My brother visited us this past weekend and brought me a few things. The biggest being a Rigid WL1200 lathe with a tube bed. I have a Jet Mini 1014 that I've used for a couple of small pieces and I was considering getting a bed extension for it along with building or buying a stand. 

The Rigid was the right price (free) and allows a couple extra inches of swing and a longer bed length (36") but gets mixed reviews as far as I can tell. It's also a tube bed, which I'm not super fond of, but the tube looks and feels sturdy and straight at first glance. (I haven't assembled the whole lathe yet as I'm trying to figure out where to put it and how I want to use it.)

I'm considering just using it as an outboard type lathe that I can swing larger diameter things with but don't know if the 1/2 HP motor will really swing anything big. 

Do any of you fine folks here have any experience with the Rigid lathe?


----------



## Itchy Brother (Aug 22, 2008)

Sorry Frank,Dont know about the lathe but for free what do ya have to lose,Lucky Devil! Itchy


----------



## Jeff4woodturning (Feb 1, 2009)

Can't speak for the Rigid lathe, but i have a Clark tube lathe with a 10" swing over bed 3/4 hp. on this lathe 10" bowl, 5" deep was about the max it could due. but it did turn around a 12" platter on out board. blank was about 13.5" round and 2.5" thick, seem to turn it OK. hope this helps and would like to see your first outboard turning form it.


----------



## rocklobster (Jun 18, 2008)

frankp said:


> I'm considering just using it as an outboard type lathe that I can swing larger diameter things with but don't know if the 1/2 HP motor will really swing anything big.
> 
> Do any of you fine folks here have any experience with the Rigid lathe?

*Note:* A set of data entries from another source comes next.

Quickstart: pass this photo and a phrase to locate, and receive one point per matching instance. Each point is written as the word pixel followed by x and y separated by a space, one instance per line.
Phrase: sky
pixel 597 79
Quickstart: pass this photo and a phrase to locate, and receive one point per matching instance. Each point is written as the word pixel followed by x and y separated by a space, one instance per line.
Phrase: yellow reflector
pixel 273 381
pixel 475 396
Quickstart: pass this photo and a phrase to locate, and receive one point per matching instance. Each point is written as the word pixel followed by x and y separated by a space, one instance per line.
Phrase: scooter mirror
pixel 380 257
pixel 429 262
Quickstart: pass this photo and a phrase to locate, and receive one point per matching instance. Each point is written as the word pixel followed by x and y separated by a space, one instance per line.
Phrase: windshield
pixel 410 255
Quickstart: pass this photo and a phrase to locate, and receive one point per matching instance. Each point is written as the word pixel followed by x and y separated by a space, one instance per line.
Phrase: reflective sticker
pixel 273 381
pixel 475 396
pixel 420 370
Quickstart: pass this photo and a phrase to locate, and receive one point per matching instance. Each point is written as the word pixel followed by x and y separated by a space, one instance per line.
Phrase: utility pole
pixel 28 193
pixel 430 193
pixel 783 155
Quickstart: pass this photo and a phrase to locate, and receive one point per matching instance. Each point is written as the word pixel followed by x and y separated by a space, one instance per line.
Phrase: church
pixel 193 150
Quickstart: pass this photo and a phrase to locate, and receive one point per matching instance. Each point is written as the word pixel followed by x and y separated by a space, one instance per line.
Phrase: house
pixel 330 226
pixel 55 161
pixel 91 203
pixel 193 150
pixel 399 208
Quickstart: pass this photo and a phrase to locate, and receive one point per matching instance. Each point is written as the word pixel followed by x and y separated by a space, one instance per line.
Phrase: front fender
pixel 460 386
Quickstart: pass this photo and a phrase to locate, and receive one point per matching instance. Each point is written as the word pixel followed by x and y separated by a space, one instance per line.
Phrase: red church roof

I had that same lathe and just sold it recently to help pay for the upgrade. My experience on a lathe is limited, but I can tell you what I know about it.

I used it to turn pens, candlesticks, and spindles. I didn't try anything very big. It would vibrate pretty easily, but I didn't have it weighted down. The 1/2 motor did seem to a little weak sometimes, but got the job done. 

If I remember right, the lowest speed was around 900 rpm. That's fast for some larger pieces. It's also limited by the fact that it's MT1 and not MT2. If you put something on the threads, take some precautions to make sure you can get it back off. There's no real spindle lock.

Speed changes were simple enough and it seemed to be a reliable tool. I did enjoy learning on it and I think you should give it a try if you can find a place for it. I still have an electronic copy of the manual if you'd like it.

Rob


----------



## john lucas (Sep 18, 2007)

1/2 hp will swing large work but you'll have to take really small bites. The minimum RPm might be too high also. You might be able to put a Jack shaft between the motor and pulley and slow it down. 
The only really bad problem with the round tube lathes was the tailstock not lining up. I almost bought an old Delta round tube from a black man who made a living selling bowls using that lathe. So obviously it can be done. I don't remember what motor he had or how he had it rigged. I was new to turning back then and just saw this used lathe for sale. It wouldn't do anything my lathe at that time would not do and had the same limitations so I turned it down.
If you do want to turn larger items bare in mind that nothing beats mass when it comes to larger turnings. If you can't get enough mass then lower speeds is the way you have to go. Even 200 rpm can be bit much on large out of balance pieces.


----------